Blair’s wilful misrepresentation?
Charles Anthony Lynton Blair’s reappearance last Friday before the Chilcot Inquiry into the assault on Iraq was heralded by an inside source commenting: ‘There is a feeling... he wilfully misrepresented the facts.’ Goodness, surely not.
It was a depressing performance. The Inquiry had clearly spent considerable time preparing questions related to anomalies in his previous evidence, but when he repeated blatant falsehoods – such as Saddam Hussein expelling the UN weapons inspectors, when in fact they had been withdrawn by their then Head, Richard Butler, ahead of the (illegal) 1998 US/UK Christmas bombing – the Chilcot panel appeared not to have the knowledge – or perhaps will – to pick up on that and other similarly misleading statements.
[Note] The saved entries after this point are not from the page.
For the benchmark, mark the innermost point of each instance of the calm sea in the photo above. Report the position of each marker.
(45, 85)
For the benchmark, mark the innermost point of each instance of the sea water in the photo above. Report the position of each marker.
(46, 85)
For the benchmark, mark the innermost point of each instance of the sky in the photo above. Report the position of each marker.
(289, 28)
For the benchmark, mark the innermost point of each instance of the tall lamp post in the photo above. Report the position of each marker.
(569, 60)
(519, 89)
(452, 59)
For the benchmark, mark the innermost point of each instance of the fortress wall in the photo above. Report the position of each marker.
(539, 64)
For me personally, one scene encapsulates the invasion – before it even began. I had checked in to a small family hotel in Mosul, northern Iraq. Mosul is in hauntingly beautiful, ancient, Nineveh province, of which Masefield wrote: ‘Quinquireme of Nineveh from distant Ophir, rowing home to haven, in sunny Palestine, with a cargo of ivory, and apes and peacocks, sandalwood, cedarwood and sweet white wine.’ The wine came from Mosul grapes. The romance is undimmed, from the spine-tinglingly beautiful remains left by the Assyrian Kings (721-626 BC) to the great flocks of birds, who blacken the sky at dawn and dusk, their song rising and falling, filling the senses. I climbed the steep steps to the entrance and anticipated the beams and the ‘welcome, welcome, welcome home…’. The lobby was deserted.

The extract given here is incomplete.